Kamis 10 Jan 2013 10:44 WIB

Deradikalisasi, Kenapa tidak? (2)

Rep: Mohammad Akbar/ Red: Chairul Akhmad
 Sejumlah santri di Ponpes Lirboyo Kediri menjalani pemantapan dakwah Allussunah Wal Jamaah (Aswaja) untuk menangkal penyebaran paham radikalisme Islam.
Foto: Antara/Arief Priyono
Sejumlah santri di Ponpes Lirboyo Kediri menjalani pemantapan dakwah Allussunah Wal Jamaah (Aswaja) untuk menangkal penyebaran paham radikalisme Islam.

REPUBLIKA.CO.ID, Di Indonesia, tampaknya program deradikalisasi hanya menjadi konsumsi pemerintah.

Seorang teman ketika ditanya apakah pernah menerima ceramah agama mengenai bahaya terorisme atau radikalisasi agama, hanya menggelengkan kepala.

“Di daerah saya ceramah agama masih seputar tentang boleh tidaknya tahlilan,” kata teman yang berdomisili di Tanah Baru, Depok, Jawa Barat ini. Pengalaman seperti ini tampaknya jamak ditemui.

Lantas, bagaimana seharusnya publik dan generasi muda menyikapi situasi semacam ini?
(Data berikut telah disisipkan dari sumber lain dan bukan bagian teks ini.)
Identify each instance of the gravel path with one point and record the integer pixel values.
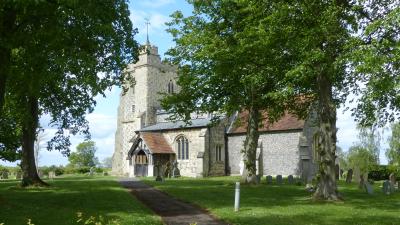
(171, 210)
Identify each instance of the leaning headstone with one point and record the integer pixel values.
(386, 187)
(349, 176)
(269, 179)
(279, 179)
(290, 179)
(368, 187)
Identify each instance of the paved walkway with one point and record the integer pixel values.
(171, 210)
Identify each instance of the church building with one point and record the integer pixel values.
(146, 142)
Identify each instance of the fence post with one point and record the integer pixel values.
(237, 196)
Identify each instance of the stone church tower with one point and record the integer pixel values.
(139, 103)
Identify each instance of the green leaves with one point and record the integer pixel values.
(64, 53)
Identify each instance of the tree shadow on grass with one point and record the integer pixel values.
(66, 197)
(288, 204)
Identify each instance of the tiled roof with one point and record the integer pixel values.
(195, 123)
(287, 122)
(156, 143)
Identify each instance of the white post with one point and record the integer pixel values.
(237, 196)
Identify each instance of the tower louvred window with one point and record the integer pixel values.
(182, 144)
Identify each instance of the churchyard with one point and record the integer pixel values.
(69, 196)
(274, 201)
(284, 203)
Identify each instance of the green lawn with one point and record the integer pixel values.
(59, 204)
(286, 204)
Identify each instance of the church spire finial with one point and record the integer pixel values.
(147, 28)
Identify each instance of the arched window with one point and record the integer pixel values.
(170, 87)
(182, 145)
(218, 153)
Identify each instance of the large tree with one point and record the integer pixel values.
(230, 59)
(374, 62)
(393, 152)
(58, 55)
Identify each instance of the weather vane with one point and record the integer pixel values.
(147, 27)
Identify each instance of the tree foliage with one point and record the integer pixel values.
(84, 155)
(57, 56)
(230, 59)
(393, 152)
(373, 59)
(362, 158)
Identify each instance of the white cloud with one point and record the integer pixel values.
(157, 22)
(156, 3)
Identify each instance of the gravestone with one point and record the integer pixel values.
(52, 175)
(91, 171)
(368, 187)
(392, 179)
(310, 188)
(4, 175)
(279, 179)
(341, 173)
(258, 177)
(386, 187)
(357, 175)
(175, 170)
(290, 179)
(269, 179)
(349, 176)
(159, 172)
(337, 171)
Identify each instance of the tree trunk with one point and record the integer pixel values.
(28, 165)
(5, 55)
(6, 31)
(250, 146)
(326, 142)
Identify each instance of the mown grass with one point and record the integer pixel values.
(285, 204)
(60, 203)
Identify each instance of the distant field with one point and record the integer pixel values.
(60, 203)
(285, 204)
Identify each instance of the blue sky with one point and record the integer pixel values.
(103, 121)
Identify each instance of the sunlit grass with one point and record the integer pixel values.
(60, 203)
(285, 204)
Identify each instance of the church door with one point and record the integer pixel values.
(141, 163)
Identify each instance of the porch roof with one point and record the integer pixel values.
(156, 143)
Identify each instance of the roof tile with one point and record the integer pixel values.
(287, 122)
(156, 143)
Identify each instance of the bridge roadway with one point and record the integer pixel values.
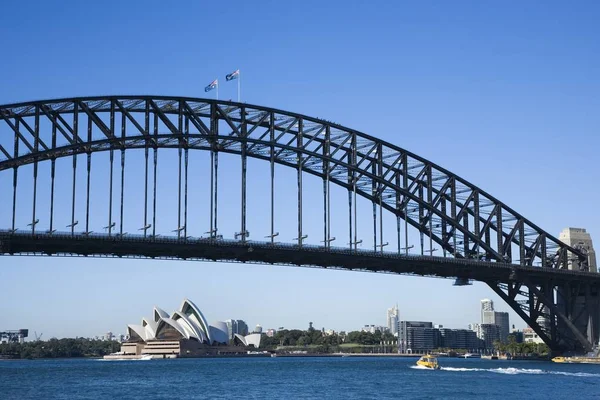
(211, 249)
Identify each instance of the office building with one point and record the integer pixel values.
(416, 336)
(487, 311)
(501, 319)
(393, 316)
(581, 240)
(489, 333)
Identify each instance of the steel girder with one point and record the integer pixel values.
(463, 219)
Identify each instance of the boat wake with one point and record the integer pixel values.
(518, 371)
(145, 358)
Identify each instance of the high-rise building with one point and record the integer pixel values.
(487, 311)
(501, 319)
(392, 320)
(415, 336)
(579, 239)
(489, 333)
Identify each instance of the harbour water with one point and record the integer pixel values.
(295, 378)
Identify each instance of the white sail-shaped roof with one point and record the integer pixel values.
(169, 329)
(190, 326)
(189, 309)
(159, 313)
(150, 328)
(136, 333)
(219, 332)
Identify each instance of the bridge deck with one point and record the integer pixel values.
(133, 246)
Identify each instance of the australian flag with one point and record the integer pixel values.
(212, 85)
(234, 75)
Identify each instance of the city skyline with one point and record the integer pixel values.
(467, 94)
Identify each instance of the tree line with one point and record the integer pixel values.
(58, 348)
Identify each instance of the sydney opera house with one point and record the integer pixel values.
(184, 333)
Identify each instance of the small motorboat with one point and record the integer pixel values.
(428, 362)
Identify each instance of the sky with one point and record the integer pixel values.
(505, 95)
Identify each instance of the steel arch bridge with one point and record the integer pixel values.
(545, 281)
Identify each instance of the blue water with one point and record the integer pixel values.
(295, 378)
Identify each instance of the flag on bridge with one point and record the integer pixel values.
(234, 75)
(213, 85)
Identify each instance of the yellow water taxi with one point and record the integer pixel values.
(577, 360)
(428, 362)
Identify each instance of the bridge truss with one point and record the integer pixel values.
(545, 281)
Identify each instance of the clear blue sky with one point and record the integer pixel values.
(504, 94)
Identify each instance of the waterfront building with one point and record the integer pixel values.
(501, 319)
(416, 336)
(236, 326)
(458, 339)
(489, 333)
(183, 333)
(393, 316)
(373, 328)
(487, 311)
(529, 336)
(579, 239)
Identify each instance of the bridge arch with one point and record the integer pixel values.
(466, 221)
(376, 170)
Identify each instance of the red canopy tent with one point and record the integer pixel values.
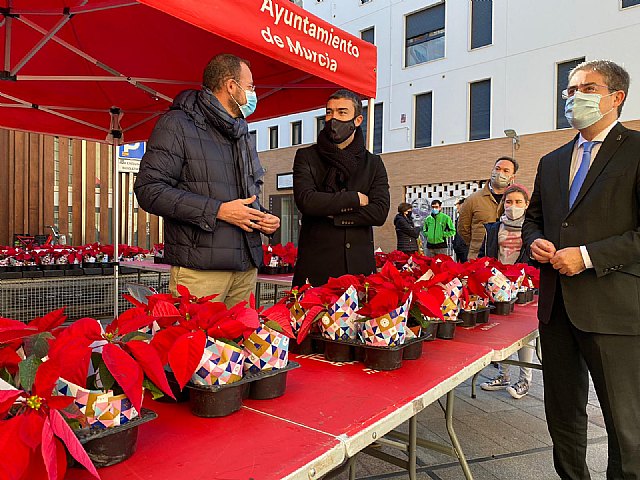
(105, 70)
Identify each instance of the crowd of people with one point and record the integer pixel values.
(580, 225)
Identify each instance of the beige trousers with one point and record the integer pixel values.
(231, 287)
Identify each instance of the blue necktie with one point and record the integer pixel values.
(581, 174)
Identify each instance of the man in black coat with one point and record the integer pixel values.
(583, 227)
(342, 191)
(201, 173)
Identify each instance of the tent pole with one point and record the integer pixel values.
(370, 124)
(116, 139)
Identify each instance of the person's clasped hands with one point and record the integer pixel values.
(568, 261)
(239, 213)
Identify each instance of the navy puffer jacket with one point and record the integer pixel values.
(189, 169)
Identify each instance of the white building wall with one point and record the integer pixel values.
(529, 39)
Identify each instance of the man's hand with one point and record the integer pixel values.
(268, 224)
(236, 212)
(568, 261)
(542, 250)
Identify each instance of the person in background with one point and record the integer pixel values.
(342, 191)
(583, 228)
(482, 206)
(406, 233)
(460, 248)
(201, 173)
(437, 228)
(503, 241)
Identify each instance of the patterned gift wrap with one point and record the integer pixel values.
(220, 364)
(388, 330)
(339, 322)
(103, 409)
(266, 349)
(499, 286)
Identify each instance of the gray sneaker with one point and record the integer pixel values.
(519, 389)
(498, 383)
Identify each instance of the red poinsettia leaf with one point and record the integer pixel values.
(280, 314)
(185, 355)
(75, 448)
(163, 341)
(148, 358)
(48, 447)
(7, 398)
(31, 429)
(125, 371)
(14, 460)
(307, 322)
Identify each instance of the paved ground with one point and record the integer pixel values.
(502, 438)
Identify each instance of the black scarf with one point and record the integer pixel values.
(342, 163)
(250, 171)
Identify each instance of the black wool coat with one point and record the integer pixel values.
(336, 235)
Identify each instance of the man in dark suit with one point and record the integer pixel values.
(583, 228)
(342, 191)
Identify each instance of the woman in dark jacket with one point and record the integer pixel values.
(342, 191)
(405, 231)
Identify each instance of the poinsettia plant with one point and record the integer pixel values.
(33, 427)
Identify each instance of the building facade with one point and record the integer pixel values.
(460, 82)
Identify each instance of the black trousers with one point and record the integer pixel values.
(569, 355)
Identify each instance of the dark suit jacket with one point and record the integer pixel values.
(604, 218)
(336, 236)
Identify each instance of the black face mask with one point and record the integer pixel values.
(338, 130)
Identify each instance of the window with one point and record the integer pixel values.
(377, 126)
(481, 23)
(562, 81)
(319, 124)
(296, 132)
(425, 35)
(480, 110)
(273, 137)
(368, 35)
(423, 119)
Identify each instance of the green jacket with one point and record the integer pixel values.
(437, 229)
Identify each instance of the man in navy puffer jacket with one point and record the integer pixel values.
(202, 174)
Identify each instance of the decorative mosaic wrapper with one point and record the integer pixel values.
(266, 349)
(339, 321)
(388, 330)
(499, 286)
(220, 364)
(103, 409)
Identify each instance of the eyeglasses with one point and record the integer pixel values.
(251, 87)
(584, 88)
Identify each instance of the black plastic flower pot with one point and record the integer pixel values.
(502, 308)
(468, 318)
(109, 446)
(383, 358)
(338, 352)
(218, 401)
(268, 387)
(430, 331)
(412, 351)
(304, 348)
(447, 330)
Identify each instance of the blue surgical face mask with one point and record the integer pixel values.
(583, 109)
(252, 101)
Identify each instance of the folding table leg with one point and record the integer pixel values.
(454, 438)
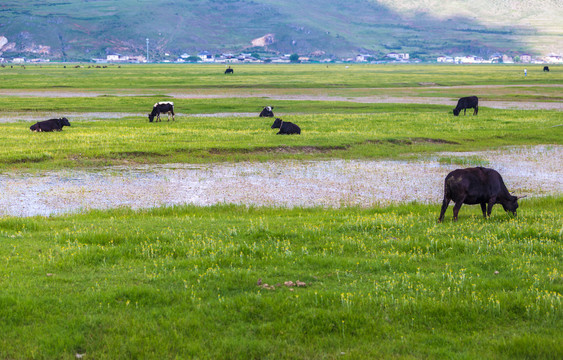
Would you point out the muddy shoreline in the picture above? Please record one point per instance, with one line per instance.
(532, 171)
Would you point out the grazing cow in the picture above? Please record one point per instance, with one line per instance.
(160, 108)
(50, 125)
(267, 112)
(286, 127)
(467, 103)
(476, 186)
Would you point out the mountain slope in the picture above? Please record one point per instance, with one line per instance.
(83, 29)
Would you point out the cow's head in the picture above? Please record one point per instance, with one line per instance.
(277, 123)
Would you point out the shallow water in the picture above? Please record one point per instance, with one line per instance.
(532, 171)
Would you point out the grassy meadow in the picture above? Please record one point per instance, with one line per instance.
(235, 282)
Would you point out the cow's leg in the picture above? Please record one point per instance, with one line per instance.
(457, 206)
(491, 203)
(445, 204)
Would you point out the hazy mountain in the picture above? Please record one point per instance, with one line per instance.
(83, 29)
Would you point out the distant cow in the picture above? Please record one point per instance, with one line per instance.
(160, 108)
(50, 125)
(476, 186)
(286, 127)
(467, 103)
(267, 112)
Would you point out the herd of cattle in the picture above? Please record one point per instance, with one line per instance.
(470, 186)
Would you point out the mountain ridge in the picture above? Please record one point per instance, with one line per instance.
(81, 30)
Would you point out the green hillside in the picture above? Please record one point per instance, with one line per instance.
(81, 30)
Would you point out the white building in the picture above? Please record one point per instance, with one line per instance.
(206, 56)
(445, 59)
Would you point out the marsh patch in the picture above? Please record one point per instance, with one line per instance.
(532, 171)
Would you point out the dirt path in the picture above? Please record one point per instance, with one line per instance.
(271, 95)
(533, 171)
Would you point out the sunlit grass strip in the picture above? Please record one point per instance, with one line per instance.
(386, 134)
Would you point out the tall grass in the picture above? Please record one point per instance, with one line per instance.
(380, 283)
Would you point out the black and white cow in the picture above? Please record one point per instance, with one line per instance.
(467, 103)
(267, 112)
(50, 125)
(160, 108)
(286, 127)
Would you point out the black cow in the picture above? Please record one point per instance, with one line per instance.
(286, 127)
(160, 108)
(267, 112)
(50, 125)
(476, 186)
(467, 103)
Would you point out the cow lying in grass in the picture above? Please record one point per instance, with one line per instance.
(50, 125)
(286, 127)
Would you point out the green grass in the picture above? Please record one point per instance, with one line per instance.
(385, 131)
(181, 282)
(145, 78)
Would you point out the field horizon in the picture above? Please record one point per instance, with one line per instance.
(271, 282)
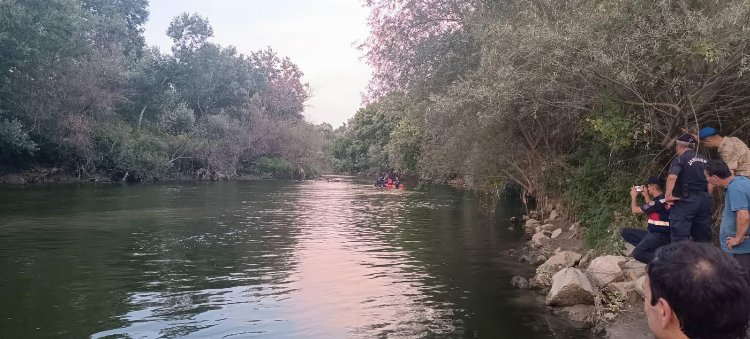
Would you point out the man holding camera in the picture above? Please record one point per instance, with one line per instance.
(687, 190)
(646, 242)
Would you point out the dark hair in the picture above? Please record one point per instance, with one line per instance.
(718, 168)
(655, 180)
(708, 290)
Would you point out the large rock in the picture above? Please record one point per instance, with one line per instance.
(570, 287)
(540, 239)
(605, 270)
(633, 269)
(549, 227)
(556, 233)
(519, 282)
(580, 313)
(553, 215)
(554, 264)
(622, 290)
(532, 223)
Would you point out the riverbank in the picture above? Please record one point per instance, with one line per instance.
(600, 290)
(57, 175)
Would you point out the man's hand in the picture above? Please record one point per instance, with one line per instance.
(633, 193)
(734, 241)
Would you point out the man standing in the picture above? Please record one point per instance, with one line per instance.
(646, 242)
(732, 150)
(687, 188)
(693, 290)
(735, 218)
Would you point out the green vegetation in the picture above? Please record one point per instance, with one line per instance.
(573, 101)
(79, 90)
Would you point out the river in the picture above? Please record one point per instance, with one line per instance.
(276, 259)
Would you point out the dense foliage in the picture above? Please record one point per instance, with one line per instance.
(80, 90)
(572, 100)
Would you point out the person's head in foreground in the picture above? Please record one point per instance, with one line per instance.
(694, 290)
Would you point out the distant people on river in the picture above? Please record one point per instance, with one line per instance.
(733, 151)
(693, 290)
(388, 180)
(657, 234)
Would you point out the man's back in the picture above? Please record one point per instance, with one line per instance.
(737, 197)
(736, 154)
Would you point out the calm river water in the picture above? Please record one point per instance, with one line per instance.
(263, 258)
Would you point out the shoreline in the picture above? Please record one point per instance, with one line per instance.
(601, 291)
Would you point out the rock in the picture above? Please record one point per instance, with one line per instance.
(519, 282)
(633, 269)
(580, 313)
(554, 264)
(623, 290)
(586, 259)
(632, 264)
(628, 251)
(540, 239)
(553, 215)
(13, 179)
(535, 260)
(556, 233)
(605, 270)
(638, 285)
(570, 287)
(549, 227)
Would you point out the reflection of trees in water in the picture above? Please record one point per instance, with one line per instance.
(118, 253)
(447, 245)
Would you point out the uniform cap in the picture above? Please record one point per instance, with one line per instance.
(706, 132)
(686, 138)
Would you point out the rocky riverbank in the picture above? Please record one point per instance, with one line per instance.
(599, 290)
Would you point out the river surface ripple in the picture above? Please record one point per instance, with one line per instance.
(261, 259)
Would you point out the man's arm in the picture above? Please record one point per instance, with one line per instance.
(634, 208)
(743, 220)
(671, 181)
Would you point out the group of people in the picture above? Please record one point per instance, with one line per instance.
(388, 179)
(692, 288)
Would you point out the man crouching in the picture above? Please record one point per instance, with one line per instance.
(646, 242)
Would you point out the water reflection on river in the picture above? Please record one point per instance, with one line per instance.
(265, 258)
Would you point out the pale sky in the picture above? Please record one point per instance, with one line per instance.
(320, 36)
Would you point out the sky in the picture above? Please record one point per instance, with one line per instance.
(320, 36)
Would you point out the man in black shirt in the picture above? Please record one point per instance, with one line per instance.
(687, 189)
(646, 242)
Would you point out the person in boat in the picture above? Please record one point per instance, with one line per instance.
(381, 180)
(657, 234)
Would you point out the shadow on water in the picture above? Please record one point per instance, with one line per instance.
(263, 258)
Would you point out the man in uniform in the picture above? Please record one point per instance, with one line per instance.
(732, 150)
(647, 241)
(687, 189)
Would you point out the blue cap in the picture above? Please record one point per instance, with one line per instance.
(706, 132)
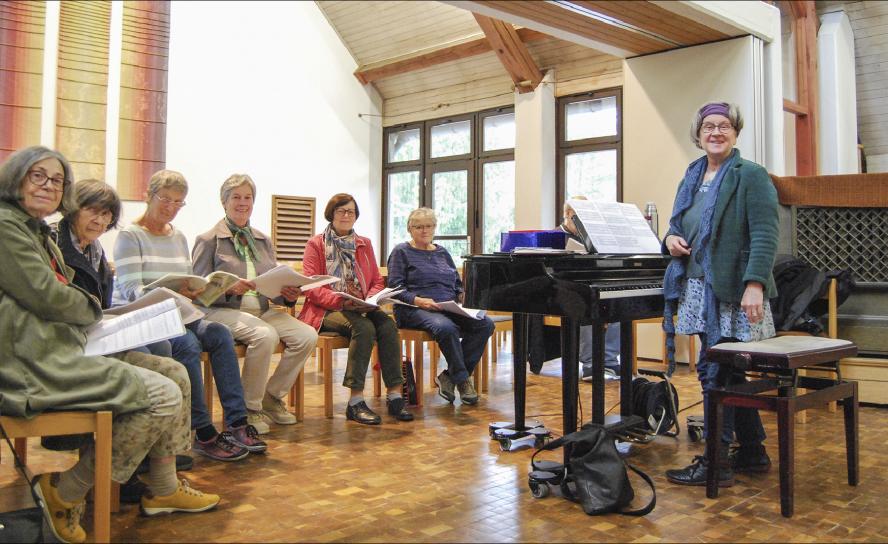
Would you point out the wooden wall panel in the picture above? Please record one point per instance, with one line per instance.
(21, 74)
(143, 95)
(81, 99)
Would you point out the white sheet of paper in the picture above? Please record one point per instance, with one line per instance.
(458, 309)
(271, 283)
(187, 309)
(616, 227)
(144, 326)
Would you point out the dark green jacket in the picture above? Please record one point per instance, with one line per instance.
(745, 231)
(43, 325)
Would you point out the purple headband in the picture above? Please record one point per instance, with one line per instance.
(714, 108)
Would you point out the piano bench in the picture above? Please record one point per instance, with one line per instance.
(780, 359)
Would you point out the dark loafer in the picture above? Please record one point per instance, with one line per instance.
(695, 474)
(362, 413)
(397, 409)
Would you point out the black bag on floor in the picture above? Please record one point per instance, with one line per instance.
(408, 389)
(651, 402)
(596, 474)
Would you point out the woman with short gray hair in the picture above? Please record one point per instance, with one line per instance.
(145, 251)
(43, 322)
(234, 246)
(428, 275)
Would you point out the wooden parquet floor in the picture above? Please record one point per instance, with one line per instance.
(441, 479)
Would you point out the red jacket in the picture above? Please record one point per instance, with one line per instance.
(320, 300)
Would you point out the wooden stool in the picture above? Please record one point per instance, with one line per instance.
(781, 358)
(74, 422)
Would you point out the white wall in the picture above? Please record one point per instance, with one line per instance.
(838, 95)
(266, 88)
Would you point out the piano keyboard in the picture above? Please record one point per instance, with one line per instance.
(622, 292)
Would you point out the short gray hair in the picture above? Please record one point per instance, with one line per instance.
(166, 179)
(233, 182)
(16, 168)
(92, 193)
(421, 213)
(734, 117)
(568, 206)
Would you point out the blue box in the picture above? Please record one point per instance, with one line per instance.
(555, 239)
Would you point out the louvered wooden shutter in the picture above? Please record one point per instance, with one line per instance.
(292, 224)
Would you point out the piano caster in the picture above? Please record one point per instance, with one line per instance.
(547, 473)
(695, 428)
(512, 440)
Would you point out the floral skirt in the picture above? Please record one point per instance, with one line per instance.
(732, 319)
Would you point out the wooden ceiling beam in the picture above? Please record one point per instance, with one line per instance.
(654, 19)
(512, 52)
(372, 72)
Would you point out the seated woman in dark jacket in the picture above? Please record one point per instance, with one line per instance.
(427, 273)
(43, 321)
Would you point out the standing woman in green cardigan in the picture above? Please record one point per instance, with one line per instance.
(723, 239)
(43, 323)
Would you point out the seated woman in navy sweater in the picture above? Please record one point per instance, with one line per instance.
(427, 274)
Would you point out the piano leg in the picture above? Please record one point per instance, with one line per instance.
(519, 366)
(627, 355)
(598, 373)
(570, 361)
Bagaimana seharusnya umat Islam ikut berperan dalam program deradikalisasi?

“Tentunya, tanpa adanya dorongan dan upaya yang masif dari komponen masyarakat maka radikalisasi akan terus berujung pada tindakan anarkis dan terorisme,” kata Andi Ramadhan Nai, aktivis Remaja Islam Masjid Cut Meutia (RICMA) Jakarta Pusat.

Masalah terorisme di Indonesia, menurut Nai, tak bisa dianggap remeh. Sebagai negara berpenduduk mayoritas Muslim, munculnya aksi terorisme berbalut motif agama sangat berbahaya.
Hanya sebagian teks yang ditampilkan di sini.